The Mayor of London, Sadiq Khan, said: “Lumiere London has been one of the brightest and most exciting festivals ever to hit the streets of the capital. With more than 50 artworks across the city, this was an incredible opportunity to see our city’s iconic architecture and streets in a completely new way – and best of all, it was free for everyone to get involved. Lumiere London has shown that London is open to Londoners and visitors from across the world, open to creativity and ideas, and open for business.”
Helen Marriage, Artichoke CEO and Lumiere London Artistic Director, said: “It has been an extraordinary four days, achieved through an amazing team effort.

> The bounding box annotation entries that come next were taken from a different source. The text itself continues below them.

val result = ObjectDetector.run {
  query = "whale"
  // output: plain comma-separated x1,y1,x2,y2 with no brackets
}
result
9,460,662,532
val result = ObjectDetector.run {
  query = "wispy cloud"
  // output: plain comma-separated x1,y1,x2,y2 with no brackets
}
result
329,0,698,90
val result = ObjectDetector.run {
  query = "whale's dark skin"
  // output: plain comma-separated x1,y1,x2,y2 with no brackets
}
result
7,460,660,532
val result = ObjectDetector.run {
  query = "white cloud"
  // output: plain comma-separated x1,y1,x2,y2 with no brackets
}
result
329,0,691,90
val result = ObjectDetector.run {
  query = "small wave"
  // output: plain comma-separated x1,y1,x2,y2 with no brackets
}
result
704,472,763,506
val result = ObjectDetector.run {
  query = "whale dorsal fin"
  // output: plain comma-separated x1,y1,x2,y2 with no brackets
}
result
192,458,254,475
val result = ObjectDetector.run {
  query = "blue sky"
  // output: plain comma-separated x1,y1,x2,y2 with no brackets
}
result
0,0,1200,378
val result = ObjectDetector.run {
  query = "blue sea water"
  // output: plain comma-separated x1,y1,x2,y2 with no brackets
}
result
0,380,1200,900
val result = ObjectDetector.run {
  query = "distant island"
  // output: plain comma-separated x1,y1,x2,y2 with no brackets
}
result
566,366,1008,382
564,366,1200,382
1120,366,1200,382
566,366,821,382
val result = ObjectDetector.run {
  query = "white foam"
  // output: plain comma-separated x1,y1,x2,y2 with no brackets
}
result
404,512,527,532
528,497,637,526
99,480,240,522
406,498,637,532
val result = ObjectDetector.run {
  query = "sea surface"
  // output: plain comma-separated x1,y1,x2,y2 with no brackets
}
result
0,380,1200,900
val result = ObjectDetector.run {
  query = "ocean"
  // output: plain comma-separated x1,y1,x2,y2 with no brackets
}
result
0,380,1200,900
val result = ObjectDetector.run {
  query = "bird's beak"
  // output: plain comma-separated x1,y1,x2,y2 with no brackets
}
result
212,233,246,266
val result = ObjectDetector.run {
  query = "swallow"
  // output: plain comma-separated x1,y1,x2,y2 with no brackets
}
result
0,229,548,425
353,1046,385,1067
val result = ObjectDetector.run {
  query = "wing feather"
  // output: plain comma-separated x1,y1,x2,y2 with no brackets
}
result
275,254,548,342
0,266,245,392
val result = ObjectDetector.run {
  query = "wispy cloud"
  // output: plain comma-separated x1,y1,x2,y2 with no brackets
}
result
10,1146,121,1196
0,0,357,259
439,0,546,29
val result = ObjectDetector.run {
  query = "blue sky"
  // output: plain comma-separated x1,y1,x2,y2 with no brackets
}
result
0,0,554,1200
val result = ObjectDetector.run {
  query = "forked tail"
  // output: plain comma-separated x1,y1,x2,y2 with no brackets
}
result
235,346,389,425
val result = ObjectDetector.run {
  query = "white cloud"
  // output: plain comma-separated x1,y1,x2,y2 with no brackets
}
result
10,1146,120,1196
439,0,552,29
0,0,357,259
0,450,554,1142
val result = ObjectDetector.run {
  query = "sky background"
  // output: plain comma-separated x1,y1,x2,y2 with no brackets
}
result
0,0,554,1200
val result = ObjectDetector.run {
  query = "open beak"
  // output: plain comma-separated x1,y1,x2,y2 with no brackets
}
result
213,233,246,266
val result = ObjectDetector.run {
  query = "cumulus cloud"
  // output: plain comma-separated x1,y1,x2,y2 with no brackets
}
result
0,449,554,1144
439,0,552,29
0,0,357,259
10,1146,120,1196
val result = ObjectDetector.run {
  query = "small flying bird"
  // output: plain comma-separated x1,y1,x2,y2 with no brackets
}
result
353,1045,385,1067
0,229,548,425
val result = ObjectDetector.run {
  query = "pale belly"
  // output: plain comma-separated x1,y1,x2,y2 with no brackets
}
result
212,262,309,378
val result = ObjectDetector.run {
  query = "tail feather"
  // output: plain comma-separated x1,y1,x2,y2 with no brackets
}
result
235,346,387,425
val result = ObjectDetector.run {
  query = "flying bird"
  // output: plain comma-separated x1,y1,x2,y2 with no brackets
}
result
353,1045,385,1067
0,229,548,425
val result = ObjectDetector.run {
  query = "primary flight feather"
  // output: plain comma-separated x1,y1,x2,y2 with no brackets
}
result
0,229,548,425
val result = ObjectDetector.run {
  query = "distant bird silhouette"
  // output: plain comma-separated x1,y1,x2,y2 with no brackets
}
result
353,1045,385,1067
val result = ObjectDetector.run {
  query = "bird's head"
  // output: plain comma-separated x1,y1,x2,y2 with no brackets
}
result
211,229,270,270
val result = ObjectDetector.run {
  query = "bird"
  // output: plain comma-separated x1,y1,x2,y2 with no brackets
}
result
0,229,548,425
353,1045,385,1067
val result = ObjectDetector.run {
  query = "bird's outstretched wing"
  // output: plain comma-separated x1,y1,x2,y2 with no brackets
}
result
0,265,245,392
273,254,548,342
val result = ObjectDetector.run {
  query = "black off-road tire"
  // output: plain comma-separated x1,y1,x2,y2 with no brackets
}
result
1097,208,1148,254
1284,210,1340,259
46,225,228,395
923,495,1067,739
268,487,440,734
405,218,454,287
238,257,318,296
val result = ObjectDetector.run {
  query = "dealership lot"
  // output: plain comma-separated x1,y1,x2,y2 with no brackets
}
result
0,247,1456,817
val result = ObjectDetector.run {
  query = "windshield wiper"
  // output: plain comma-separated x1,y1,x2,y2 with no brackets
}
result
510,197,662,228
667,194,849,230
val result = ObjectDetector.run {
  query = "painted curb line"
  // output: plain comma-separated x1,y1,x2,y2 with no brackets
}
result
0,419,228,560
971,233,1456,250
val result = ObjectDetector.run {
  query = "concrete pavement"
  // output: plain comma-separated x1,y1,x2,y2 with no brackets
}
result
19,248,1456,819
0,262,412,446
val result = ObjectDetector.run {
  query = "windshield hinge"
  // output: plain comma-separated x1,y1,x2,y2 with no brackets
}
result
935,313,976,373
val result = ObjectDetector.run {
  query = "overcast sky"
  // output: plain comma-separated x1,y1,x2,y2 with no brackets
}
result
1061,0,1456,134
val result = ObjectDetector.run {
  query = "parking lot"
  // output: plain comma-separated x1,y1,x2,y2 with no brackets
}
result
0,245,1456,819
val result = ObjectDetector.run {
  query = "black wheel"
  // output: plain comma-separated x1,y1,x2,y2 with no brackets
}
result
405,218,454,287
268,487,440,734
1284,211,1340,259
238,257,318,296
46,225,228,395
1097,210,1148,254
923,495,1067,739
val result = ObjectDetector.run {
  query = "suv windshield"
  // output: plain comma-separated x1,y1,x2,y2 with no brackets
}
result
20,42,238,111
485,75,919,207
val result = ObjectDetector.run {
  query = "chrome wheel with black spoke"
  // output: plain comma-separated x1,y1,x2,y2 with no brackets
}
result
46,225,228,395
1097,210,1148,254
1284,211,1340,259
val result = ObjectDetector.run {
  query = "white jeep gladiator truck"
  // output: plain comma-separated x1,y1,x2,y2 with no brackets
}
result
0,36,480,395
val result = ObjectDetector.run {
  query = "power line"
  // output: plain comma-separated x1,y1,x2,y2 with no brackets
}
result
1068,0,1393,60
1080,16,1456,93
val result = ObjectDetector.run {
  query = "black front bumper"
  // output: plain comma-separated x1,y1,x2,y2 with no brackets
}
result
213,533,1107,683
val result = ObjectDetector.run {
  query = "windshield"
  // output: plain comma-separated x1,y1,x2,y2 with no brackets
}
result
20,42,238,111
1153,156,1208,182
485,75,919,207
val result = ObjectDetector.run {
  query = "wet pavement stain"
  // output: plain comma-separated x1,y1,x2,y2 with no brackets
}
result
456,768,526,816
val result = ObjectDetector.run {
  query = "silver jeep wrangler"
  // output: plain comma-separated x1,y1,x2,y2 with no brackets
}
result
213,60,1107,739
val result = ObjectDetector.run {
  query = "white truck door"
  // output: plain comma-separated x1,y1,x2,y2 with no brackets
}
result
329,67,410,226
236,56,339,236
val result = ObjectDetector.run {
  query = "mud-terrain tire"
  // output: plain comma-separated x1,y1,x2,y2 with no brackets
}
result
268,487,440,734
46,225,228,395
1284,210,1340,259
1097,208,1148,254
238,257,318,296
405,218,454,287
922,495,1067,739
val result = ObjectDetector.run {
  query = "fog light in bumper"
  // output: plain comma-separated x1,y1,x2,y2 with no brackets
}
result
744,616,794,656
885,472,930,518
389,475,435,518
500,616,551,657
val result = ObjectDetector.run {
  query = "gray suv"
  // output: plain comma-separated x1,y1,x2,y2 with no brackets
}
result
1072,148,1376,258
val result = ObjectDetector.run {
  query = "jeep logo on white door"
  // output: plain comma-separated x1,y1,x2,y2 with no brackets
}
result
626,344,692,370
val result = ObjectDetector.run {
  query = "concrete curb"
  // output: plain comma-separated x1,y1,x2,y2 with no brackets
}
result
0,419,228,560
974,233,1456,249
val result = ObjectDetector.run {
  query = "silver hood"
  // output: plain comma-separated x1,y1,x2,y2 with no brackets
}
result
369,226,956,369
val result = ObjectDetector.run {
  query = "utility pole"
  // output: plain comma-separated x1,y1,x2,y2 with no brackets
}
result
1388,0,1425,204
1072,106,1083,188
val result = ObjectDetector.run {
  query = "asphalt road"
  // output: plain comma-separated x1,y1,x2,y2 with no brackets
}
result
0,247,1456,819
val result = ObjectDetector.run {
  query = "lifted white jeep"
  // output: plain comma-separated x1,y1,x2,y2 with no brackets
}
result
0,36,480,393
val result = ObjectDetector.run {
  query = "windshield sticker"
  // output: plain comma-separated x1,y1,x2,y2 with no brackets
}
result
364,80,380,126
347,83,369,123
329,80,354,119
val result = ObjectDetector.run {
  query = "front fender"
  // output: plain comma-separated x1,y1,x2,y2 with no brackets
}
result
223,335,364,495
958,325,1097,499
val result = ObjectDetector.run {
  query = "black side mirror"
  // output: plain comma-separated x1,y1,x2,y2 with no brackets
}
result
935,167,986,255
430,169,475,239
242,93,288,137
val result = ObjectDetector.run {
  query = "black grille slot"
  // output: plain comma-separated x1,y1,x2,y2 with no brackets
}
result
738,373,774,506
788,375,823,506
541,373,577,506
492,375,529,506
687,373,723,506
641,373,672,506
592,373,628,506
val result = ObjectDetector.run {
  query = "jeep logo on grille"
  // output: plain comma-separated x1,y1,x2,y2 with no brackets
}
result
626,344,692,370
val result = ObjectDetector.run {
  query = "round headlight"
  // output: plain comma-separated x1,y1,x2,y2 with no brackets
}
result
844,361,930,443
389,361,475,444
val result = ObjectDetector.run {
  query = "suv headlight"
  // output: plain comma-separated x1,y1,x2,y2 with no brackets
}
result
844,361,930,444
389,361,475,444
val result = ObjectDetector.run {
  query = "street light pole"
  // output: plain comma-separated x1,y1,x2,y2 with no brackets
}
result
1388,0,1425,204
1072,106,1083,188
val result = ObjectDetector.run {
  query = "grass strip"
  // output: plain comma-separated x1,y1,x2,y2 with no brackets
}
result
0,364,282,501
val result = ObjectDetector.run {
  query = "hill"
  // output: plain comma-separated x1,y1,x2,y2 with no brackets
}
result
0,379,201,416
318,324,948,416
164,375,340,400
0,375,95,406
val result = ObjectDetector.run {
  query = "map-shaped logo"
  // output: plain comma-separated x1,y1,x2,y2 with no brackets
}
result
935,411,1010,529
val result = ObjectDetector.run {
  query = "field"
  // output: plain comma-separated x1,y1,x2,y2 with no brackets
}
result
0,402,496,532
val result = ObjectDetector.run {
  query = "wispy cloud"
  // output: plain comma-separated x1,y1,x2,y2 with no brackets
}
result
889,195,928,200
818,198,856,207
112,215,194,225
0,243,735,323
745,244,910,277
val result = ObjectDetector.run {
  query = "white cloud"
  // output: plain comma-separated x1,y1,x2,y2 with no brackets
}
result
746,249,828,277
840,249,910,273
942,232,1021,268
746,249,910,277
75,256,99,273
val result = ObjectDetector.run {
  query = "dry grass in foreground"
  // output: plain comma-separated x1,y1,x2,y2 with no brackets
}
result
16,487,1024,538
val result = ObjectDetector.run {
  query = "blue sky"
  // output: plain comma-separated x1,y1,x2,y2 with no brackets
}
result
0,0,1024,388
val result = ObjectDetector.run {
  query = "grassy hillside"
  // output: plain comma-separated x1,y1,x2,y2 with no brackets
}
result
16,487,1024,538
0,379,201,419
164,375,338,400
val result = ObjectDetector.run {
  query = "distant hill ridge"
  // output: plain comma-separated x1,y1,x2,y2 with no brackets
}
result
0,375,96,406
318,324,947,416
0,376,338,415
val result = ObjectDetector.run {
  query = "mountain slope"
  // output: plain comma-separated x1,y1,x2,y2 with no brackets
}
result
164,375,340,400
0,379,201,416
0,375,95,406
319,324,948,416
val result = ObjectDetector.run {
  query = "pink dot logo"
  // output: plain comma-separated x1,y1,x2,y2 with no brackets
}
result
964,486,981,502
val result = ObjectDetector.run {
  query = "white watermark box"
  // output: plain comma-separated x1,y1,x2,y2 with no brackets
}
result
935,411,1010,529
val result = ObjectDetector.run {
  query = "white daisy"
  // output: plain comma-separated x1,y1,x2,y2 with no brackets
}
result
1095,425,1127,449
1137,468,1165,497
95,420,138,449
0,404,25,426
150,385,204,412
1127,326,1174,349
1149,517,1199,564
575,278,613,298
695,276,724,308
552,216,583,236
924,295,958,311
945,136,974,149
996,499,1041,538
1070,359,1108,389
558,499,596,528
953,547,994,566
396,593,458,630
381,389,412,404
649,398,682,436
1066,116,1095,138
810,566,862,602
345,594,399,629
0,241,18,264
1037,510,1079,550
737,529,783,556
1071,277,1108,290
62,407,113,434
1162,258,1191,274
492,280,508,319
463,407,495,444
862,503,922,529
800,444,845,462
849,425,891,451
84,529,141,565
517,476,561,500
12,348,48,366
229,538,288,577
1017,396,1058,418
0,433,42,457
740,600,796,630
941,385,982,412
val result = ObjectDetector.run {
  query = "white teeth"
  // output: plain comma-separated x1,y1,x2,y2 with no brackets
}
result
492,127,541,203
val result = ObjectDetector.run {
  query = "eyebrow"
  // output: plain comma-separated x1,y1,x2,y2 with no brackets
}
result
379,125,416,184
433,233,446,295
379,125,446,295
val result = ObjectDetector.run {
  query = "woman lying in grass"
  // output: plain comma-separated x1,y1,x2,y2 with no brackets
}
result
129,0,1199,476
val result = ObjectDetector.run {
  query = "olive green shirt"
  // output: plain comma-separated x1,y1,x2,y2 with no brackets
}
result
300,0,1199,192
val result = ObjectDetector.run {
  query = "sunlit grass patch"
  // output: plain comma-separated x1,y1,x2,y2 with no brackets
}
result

Delivering an event on this scale in a complex world city, is only possible through the combined work of artists, technical crew, volunteers, stewards, partners and sponsors, and all the people involved in the intricate planning process that has taken place in the 18 months leading up to Lumiere London 2018. Our aim at Artichoke is to create extraordinary moments that disrupt the everyday and reach the widest possible audience. We’re very proud to have done exactly this through Lumiere London 2018 and I’m enormously grateful to everyone who has played a part in enabling this festival to take place”.